DarkSPARC: Dark-Blood Spectral Self-Calibrated Reconstruction of 3D Left Atrial LGE MRI for Post-Ablation Scar Imaging
Authors
Mohammed S. M. Elbaz
Abstract
Purpose: To develop DarkSPARC, a retrospective, training-free, self-calibrated spectral reconstruction method that converts routine bright-blood 3D left atrial (LA) late gadolinium enhancement (LGE) MRI into a dark-blood image, and to quantify its impact on LA scar-pool CNR, SNR, effective CNR (eCNR), and scar quantification accuracy.
Methods: DarkSPARC embeds bright-blood LA LGE into a calibrator-conditioned (N+1)-dimensional spectral domain and reconstructs a dark-blood-like image using scan-specific spectral landmarks. A scan-specific 3D numerical phantom framework was built from LAScarQS post-ablation LGE by cloning remote myocardium into the LA wall and imposing controlled scar burden. Five baseline cases spanning the 5th-95th percentiles of native scar-pool CNR, each with multiple scar burdens and 10 CNR degradation levels, yielded 200 phantoms. For every phantom, LA scar-pool CNR, SNR, eCNR, and Scar% were measured on bright-blood and DarkSPARC images. In vivo performance was evaluated in 60 public post-ablation scans of atrial fibrillation patients.

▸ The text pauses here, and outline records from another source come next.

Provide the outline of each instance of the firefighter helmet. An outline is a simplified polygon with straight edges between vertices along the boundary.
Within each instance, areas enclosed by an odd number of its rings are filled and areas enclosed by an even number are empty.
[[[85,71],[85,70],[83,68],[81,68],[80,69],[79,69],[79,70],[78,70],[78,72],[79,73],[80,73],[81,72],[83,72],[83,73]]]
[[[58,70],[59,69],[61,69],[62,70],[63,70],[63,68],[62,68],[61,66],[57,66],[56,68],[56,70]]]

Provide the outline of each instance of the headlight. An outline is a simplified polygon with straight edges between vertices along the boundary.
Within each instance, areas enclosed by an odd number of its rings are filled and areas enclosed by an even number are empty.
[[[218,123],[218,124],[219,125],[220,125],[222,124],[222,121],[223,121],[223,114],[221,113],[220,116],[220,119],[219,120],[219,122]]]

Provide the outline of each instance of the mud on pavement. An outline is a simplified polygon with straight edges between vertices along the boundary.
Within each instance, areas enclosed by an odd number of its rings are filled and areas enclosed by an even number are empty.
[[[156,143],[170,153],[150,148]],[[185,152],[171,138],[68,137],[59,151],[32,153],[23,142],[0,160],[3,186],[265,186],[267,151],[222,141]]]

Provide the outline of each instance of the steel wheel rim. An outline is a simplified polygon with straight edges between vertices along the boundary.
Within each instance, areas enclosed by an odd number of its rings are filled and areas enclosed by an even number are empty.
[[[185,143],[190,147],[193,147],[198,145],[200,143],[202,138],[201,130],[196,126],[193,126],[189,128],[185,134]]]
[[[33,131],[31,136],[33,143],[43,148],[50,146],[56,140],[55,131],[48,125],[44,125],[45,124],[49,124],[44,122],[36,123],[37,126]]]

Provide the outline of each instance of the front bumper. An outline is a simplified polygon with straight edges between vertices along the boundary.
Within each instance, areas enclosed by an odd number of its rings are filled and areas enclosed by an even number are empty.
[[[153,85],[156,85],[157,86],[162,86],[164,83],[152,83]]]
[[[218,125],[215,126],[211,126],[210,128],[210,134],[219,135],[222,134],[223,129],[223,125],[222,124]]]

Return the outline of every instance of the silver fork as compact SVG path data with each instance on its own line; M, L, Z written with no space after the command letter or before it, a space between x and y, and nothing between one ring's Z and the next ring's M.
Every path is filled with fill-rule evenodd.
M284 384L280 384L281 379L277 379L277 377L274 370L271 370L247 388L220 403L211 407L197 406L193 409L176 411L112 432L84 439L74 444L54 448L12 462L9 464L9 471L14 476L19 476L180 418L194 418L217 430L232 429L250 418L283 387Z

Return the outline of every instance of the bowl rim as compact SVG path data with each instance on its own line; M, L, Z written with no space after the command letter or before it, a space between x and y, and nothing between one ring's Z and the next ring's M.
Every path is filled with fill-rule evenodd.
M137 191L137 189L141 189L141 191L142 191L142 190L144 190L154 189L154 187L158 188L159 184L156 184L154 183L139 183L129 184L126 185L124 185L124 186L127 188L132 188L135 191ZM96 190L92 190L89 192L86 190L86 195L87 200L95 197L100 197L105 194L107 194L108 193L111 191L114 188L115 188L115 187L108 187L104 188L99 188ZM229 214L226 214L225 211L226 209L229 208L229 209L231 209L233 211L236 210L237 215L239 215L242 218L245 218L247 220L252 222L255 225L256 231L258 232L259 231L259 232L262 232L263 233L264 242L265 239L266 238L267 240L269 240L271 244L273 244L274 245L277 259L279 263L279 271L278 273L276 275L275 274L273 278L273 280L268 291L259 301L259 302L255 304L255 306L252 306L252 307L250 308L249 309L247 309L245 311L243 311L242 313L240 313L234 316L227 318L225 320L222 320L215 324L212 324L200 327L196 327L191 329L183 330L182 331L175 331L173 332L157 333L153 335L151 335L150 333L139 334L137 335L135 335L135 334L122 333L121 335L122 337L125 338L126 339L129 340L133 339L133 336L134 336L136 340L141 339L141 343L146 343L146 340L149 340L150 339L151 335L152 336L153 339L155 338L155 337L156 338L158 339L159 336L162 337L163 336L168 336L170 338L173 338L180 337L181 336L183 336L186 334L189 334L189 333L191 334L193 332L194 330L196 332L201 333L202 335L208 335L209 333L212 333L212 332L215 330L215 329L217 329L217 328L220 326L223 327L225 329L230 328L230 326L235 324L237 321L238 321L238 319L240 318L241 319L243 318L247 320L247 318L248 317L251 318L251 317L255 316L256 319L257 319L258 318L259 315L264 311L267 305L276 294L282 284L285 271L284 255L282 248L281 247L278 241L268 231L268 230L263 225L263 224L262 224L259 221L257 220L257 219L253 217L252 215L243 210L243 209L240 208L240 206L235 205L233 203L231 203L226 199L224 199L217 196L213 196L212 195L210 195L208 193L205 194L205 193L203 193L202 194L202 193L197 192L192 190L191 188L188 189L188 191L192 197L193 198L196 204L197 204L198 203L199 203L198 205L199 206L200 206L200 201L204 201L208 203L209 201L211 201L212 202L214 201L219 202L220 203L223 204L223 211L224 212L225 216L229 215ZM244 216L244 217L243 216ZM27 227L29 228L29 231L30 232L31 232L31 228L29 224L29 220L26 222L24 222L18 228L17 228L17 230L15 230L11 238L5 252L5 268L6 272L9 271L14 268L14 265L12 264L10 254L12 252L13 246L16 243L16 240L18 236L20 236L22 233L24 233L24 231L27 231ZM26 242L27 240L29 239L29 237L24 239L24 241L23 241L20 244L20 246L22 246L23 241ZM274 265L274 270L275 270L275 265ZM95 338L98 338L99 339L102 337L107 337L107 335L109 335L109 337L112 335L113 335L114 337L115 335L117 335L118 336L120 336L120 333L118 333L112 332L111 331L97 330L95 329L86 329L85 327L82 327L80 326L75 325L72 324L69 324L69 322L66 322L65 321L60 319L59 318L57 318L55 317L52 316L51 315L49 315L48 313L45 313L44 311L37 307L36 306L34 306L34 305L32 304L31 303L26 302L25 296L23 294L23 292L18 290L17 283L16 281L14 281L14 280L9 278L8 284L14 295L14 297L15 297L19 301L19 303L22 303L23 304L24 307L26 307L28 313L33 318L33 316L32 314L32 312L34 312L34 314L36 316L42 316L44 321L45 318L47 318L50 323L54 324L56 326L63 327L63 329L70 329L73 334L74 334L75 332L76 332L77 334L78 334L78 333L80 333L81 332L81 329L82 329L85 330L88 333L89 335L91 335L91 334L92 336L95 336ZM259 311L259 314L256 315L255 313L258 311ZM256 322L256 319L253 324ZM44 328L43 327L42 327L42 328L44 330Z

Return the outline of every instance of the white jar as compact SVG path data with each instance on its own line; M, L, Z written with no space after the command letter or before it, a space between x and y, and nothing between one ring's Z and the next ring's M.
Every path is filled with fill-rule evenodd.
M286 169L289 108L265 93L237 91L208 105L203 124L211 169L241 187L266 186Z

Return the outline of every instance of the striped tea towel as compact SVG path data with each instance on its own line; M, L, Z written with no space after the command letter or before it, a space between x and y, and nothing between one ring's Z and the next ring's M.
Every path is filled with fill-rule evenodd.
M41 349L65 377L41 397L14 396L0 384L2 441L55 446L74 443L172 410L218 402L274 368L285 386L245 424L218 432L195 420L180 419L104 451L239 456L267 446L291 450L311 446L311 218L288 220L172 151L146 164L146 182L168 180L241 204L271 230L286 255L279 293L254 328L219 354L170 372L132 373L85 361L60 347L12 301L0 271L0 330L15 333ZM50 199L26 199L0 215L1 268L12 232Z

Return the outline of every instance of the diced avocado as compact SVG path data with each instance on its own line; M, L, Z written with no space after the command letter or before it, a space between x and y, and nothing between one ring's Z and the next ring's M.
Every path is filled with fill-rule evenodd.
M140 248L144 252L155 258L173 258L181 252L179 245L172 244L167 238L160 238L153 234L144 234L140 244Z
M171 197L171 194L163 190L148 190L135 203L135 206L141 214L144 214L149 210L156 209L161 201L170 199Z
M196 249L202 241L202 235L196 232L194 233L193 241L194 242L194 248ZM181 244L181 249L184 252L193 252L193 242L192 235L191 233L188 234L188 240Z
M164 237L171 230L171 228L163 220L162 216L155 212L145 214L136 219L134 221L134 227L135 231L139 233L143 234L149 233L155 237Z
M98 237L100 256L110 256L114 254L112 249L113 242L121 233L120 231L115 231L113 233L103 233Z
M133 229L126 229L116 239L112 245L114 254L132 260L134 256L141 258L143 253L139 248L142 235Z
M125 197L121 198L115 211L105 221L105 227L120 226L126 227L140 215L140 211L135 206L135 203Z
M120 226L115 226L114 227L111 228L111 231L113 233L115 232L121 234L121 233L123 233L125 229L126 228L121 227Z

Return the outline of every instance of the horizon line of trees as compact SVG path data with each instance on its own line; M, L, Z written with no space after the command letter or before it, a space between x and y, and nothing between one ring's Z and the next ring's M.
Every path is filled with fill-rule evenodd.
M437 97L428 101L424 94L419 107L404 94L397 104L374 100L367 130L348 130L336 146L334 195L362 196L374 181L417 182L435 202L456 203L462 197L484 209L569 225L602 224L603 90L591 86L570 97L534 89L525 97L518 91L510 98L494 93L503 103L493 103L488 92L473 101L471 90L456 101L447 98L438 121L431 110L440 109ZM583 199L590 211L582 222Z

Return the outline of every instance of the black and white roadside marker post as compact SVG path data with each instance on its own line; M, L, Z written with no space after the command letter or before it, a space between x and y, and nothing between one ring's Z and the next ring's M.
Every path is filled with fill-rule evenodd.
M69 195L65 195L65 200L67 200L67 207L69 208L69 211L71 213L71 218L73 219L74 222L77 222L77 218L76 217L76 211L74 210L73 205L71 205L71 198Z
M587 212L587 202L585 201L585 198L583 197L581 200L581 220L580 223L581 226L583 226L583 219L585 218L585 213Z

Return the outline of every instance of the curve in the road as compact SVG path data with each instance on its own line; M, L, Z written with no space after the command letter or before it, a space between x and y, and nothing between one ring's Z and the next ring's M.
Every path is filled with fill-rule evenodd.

Results: In scan-specific phantoms, DarkSPARC increased LA scar-pool CNR, SNR, and eCNR over bright-blood in all 200 experiments, with DarkSPARC/bright-blood ratios up to about 30-fold for CNR and about 6-fold for SNR in the lowest-CNR conditions. At 70% CNR degradation, bright-blood underestimated ground-truth LA Scar% by -37% to -54%, whereas DarkSPARC reduced bias to about -3% to -5%. In vivo, DarkSPARC similarly improved metrics: median scar-pool CNR, SNR, and eCNR increased from 20.0 to 135.9 (6.8x), 70.6 to 200.6 (2.8x), and 0.22 to 0.75 (3.4x), respectively (all p<0.001), and LA Scar% increased from 3.9% to 9.75%.
Conclusion: DarkSPARC is a self-calibrated, training-free reconstruction that yields dark-blood 3D LA LGE, boosting CNR/SNR/eCNR and stabilizing reliable scar quantification without extra scans.